Dwight Howard wasn’t exactly receptive to criticism during his season with the Lakers, constructive or otherwise. He resisted playing the pick-and-roll offense that Mike D’Antoni wanted to run, and instead wanted more touches in the post, where the results were mixed at best.
Howard is attempting to improve his play down low by working out with Hakeem Olajuwon, whom the team hired for that express purpose following the signing of Howard in free agency.
While Howard was reportedly attentive and engaged throughout the workout session with Olajuwon and Kevin McHale, there still appears to be a certain level of resistance embedded somewhere in his psyche.
“Having these guys in my backyard and have them pushing me to the limit is just going to make me better,” said Howard after his 90-minute workout wrapped up. “It’s not about emulating Dream.
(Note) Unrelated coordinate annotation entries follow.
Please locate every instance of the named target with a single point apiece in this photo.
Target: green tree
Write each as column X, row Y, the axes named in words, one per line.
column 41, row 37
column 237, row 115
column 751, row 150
That’s the thing. We get caught up in comparing players, trying to do what this guys does just because you work with him. The thing is, when you workout with a guy like Hakeem or Kevin McHale, you take away certain things. You don’t try to do everything they can do. I could workout with Michael Jordan, but I’m not going to be able to shoot the fadeaway like Michael Jordan.
Setting aside for a moment that Howard’s analogy makes zero sense — Michael Jordan, of course, was a shooting guard, while Olajuwon and McHale had Hall of Fame careers playing the same positions as Howard — this is either Howard trying to keep expectations low, or a sign that he still doesn’t get it.
There’s no reason not to try and emulate two of the greatest big men of all time, unless ego is getting in the way. Howard’s history would suggest that might be a possibility.
There’s more to it, obviously, and we won’t know how much Howard was willing to embrace until we see if he’s improved offensively during the regular season. The entire piece is well-written and definitely worth a read — though as a fair warning, Lakers fans may suffer vision loss from the extreme rolling of the eyes that may occur while digesting the article’s contents.